The Vatican’s 2010 meeting for the Middle
East has been misunderstood by many in the region as calling for a “new
crusade” against Islam.
As officials gathered in Rome recently
to assess last October’s special Synod for Bishops, a veteran Vatican
adviser on Christian-Muslim dialogue told CNA that many Muslims saw the
Synod as “a new project against Islam.”
“Many people, many
Muslims, who have no idea of Christianity at all are interpreting it ...
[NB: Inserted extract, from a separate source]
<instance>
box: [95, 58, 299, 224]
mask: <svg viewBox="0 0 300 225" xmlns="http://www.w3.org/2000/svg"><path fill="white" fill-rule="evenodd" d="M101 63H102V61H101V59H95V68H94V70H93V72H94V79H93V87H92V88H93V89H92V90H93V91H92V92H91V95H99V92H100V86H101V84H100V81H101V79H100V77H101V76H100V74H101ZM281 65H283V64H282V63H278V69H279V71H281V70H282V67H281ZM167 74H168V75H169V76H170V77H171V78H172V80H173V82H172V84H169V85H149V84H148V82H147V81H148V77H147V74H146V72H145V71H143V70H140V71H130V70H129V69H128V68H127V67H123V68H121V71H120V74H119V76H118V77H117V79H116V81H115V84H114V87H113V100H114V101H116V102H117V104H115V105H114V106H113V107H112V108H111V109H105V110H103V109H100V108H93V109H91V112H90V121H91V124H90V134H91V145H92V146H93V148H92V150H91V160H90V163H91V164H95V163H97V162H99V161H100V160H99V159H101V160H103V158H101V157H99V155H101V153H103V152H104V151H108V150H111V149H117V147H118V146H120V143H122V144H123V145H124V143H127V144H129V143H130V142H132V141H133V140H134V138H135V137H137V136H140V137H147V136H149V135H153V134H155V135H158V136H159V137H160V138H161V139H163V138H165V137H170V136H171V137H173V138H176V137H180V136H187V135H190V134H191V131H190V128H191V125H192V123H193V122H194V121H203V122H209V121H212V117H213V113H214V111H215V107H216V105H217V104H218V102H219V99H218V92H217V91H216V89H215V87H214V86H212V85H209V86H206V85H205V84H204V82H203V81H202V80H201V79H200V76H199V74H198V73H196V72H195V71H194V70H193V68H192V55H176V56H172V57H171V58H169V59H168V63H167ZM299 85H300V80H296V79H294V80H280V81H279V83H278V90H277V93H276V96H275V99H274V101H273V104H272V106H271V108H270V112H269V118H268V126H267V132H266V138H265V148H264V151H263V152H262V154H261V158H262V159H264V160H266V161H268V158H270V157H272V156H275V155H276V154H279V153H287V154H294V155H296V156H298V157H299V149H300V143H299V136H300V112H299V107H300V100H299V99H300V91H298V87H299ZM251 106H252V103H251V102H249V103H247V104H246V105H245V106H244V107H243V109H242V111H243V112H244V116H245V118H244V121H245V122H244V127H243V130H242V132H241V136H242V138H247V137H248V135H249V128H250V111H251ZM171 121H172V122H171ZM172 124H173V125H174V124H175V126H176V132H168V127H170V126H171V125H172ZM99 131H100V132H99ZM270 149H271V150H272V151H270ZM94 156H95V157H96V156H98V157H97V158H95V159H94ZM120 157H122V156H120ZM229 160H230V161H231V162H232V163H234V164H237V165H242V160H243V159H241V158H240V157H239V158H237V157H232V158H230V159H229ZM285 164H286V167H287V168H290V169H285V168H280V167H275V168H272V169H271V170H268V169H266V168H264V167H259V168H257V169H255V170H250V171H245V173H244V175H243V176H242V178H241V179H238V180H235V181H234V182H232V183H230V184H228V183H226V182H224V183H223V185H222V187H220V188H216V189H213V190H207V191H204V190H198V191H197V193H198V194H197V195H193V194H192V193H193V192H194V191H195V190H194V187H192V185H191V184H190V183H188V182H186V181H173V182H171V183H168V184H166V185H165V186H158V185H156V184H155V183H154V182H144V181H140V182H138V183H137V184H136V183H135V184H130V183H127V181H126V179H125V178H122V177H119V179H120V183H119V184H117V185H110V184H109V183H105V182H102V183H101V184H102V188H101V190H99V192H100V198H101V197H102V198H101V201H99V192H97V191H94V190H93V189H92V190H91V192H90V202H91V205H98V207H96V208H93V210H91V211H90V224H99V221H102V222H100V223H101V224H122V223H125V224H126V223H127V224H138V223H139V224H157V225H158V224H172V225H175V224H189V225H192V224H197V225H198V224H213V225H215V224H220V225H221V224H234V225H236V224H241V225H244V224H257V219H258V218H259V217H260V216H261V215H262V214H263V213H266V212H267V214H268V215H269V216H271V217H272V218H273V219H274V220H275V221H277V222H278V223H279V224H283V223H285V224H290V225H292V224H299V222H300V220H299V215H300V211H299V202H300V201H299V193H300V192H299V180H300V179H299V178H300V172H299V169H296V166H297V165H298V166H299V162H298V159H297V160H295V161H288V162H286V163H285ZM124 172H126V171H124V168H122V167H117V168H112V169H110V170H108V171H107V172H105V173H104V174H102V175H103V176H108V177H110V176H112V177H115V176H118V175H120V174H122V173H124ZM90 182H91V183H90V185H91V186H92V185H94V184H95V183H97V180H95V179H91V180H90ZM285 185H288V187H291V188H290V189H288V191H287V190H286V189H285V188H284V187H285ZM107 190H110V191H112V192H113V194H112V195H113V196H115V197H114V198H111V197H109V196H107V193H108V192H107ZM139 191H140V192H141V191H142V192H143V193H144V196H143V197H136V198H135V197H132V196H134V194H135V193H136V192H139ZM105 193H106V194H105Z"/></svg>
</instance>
as a new crusade,” Father Samir Khalil Samir, SJ, of the Pontifical
Oriental Institute said in a late January interview.
Church
leaders from the region and Vatican officials met Jan. 20-21 to assess
reactions to the Synod, and to suggest themes for the document that Pope
Benedict XVI is writing in response to the Synod, known as a
“post-synodal apostolic exhortation.”
On Feb. 8, the Vatican
issued a statement that concluded: the “socio-political situation in the
various countries of the Middle East remains tense.”
Fr. Samir
said that the Synod was widely interpreted in political, not religious
terms. “When Muslims meet,” he said, “usually they meet on a political
level.” As a result, many saw the bishops as meeting to discuss “how to
attack Islam.”
“Fifty-seven Muslim countries meet yearly, usually
invited by Saudi Arabia and they discuss as nations how to defend
Islam,” he said.
“In their mentality, the West is still seen as
Christian nations. It is still Christianity against Islam – properly
because they don’t make a difference between religion and state.”
In
its statement, the Vatican reported that the Synod’s final message had
been sent to “political figures” throughout the region. It also reported
that an international congress had been held in Syria on the state of
Muslim-Christian relations in Arab countries. In addition, a meeting of
Christians and Jews has been held in Jerusalem to “promote more
objective information about the synodal assembly.”
The Vatican
insisted in its statement that “respect for Christian communities” is
necessary “to eradicate any hotbeds of anti-Christian sentiment in the
Middle East, to halt the emigration of Christians from that region,
which is their native land, and to favor the common good.”
The
Vatican’s press office said the meeting was held to prepare the council
members for direct collaboration in the Pope’s eventual preparation of a
final document, called an apostolic exhortation.
The Pope will set
forth his teaching to guide the future of the Church on pastoral and
practical questions proposed at the conclusion of the Synod.
The
next meeting of the Special Council for the Middle East of the General
Secretariat of the Synod of Bishops, under the leadership of the Synod’s
secretary general, Archbishop Nikola Eterovic, will be held Mar. 30-31.